Loli —que es casi siempre Omar— sabe que aquella respuesta encaja bien en el universo tradicional de los chongos de trampa. Por eso, resignada a lo obvio, solita su alma de transformista o crossdresser todavía inexperta, yergue los pechos apócrifos y se las arregla como puede. A la mañana siguiente ya no estará triste por la humillación, se vestirá con jean de rutina en su departamento de San Telmo, y la aventura de la noche será una epopeya erótica que hará reír a los amigos en la sobremesa: “Cuando me encuentro con tipos como ése, me digo: ‘Yo no soy más que una marica que busca su opuesto masculino fuera del ambiente gay, porque ahí nunca encuentro lo que quiero. La tengo clara, tengo la cabeza de las locas de antes, y montarme de mujer me sirve como estrategia de levante. Estoy contento con la militancia gay-lésbica, con los derechos que se consiguen, pero a la hora de las relaciones sexuales me vuelvo conservador. Ahí se me acaba la ideología igualitaria de la liberación sexual, que se supone se completará cuando los hombres socialicen su culo. Yo prefiero la jerarquía chongo-marica, el ensamble de lo femenino y lo masculino, sin mutaciones, sin concesiones. Me dirás que reproduzco un modelo machista, pero sólo defiendo la variante sexual en la que me siento feliz. En cambio, muchos de esos chongos que me buscan de crossdresser, después de dar rienda suelta al deseo no entienden ya dónde están parados. De pronto, sobre la cama, se les cae el velo de la fantasía, ven como se te corre la peluca, y se dicen entonces ‘estoy loco’, o ‘estamos locos’. Como si el cuerpo los hubiera empujado adonde la razón no quería, y tuvieran después que rearmarse.
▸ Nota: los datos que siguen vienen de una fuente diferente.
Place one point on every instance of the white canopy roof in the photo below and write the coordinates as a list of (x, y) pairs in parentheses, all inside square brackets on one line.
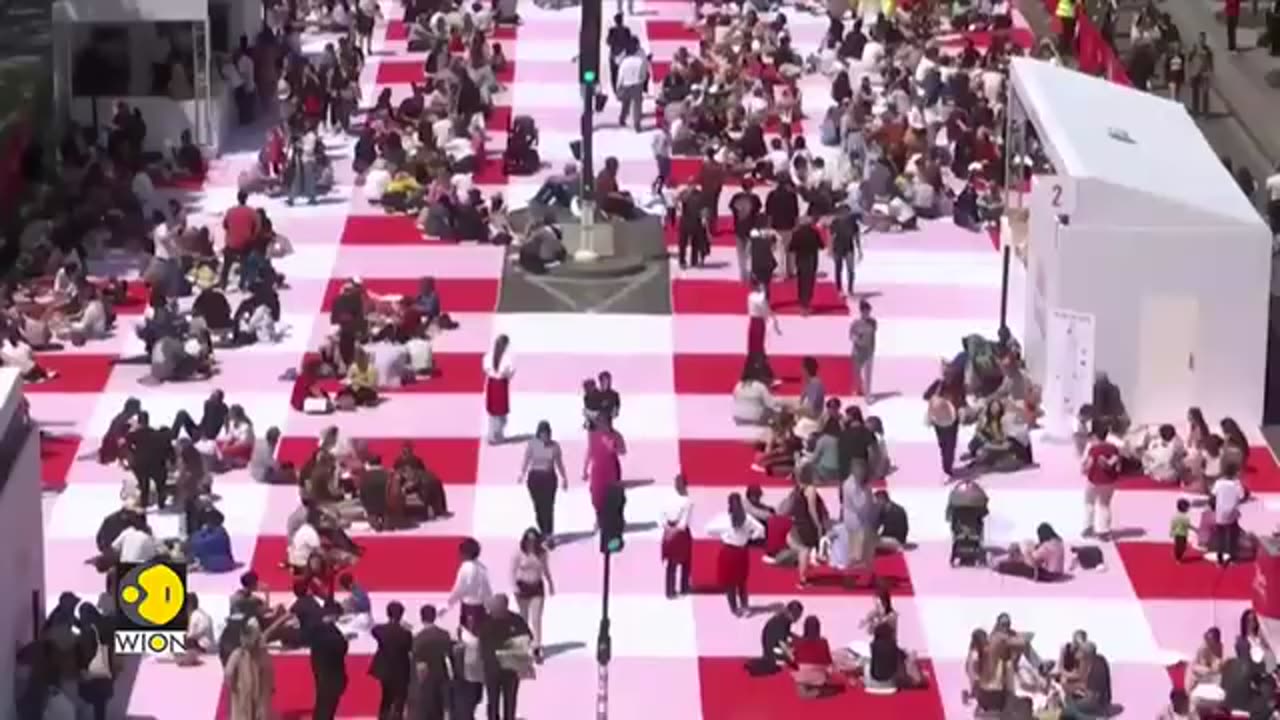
[(129, 10), (1093, 128)]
A veces me dan lástima”.
En un cine X del barrio de Constitución, la Marie Roxette recorre las butacas ofreciendo sus servicios, y entre cliente y cliente cuenta a los habitués su adhesión al budismo. No hay castigo en las sucesivas transformaciones del karma, predica, sino un viaje animoso hasta fundirse en la energía del cosmos. Hoy le toca ser “eso”, y “en la próxima encarnación me imagino como una artista famosa”. Cada tanto exhibe sus avances de clase de canto. Con una fonética aprendida por amor a su ídolo, entona en las penumbras de la sala las canciones de Roxette, y llora por el tumor cerebral que ha alejado del escenario a la mujer del dúo.
Antes maestro de grado, andrógino de rasgos de altiplano, que no ha pasado jamás por los avatares de las hormonas ni de la cirugía, no obstante resulta difícil adivinar en Marie una identidad de género. Cuando llegó de Salta no podía entender que dos bigotes se unieran en un beso. “Se es mujer o se es varón”, dice, porque cree que ésas son esencias que prescinden de la anatomía, pero no de las apariencias. Confiesa cuánto de ajena, de incomprensible, le parece la sexualidad de “los chicos gays” que se enredan entre ellos y hasta forman parejas. Tiene su marido, un ex cliente, que tolera pero no acepta su trabajo prostibulario: “Cree que con su sueldo de operario podemos vivir los dos y también mi hermana, que es sordomuda y la tengo a mi cargo. Gracias a este esfuerzo que hago me compré mi casa, hace diez años ya”. Marie es generosa con las mariquitas clásicas ávidas de chongos, que esperan obedientes detrás de la última fila de butacas a que ella les tramite un polvo con algún habitué necesitado de desahogo, pero con la cuenta de su bolsillo en cero. “Ahora, si el chongo acepta irse con un gay masculino, yo a ése no le hablo ni lo atiendo nunca más. Quiere decir que él también es puto, y a mí no me va a venir a poner en la misma bolsa que a los gays. ¿Qué soy yo? Creo que mujer, no sé bien.”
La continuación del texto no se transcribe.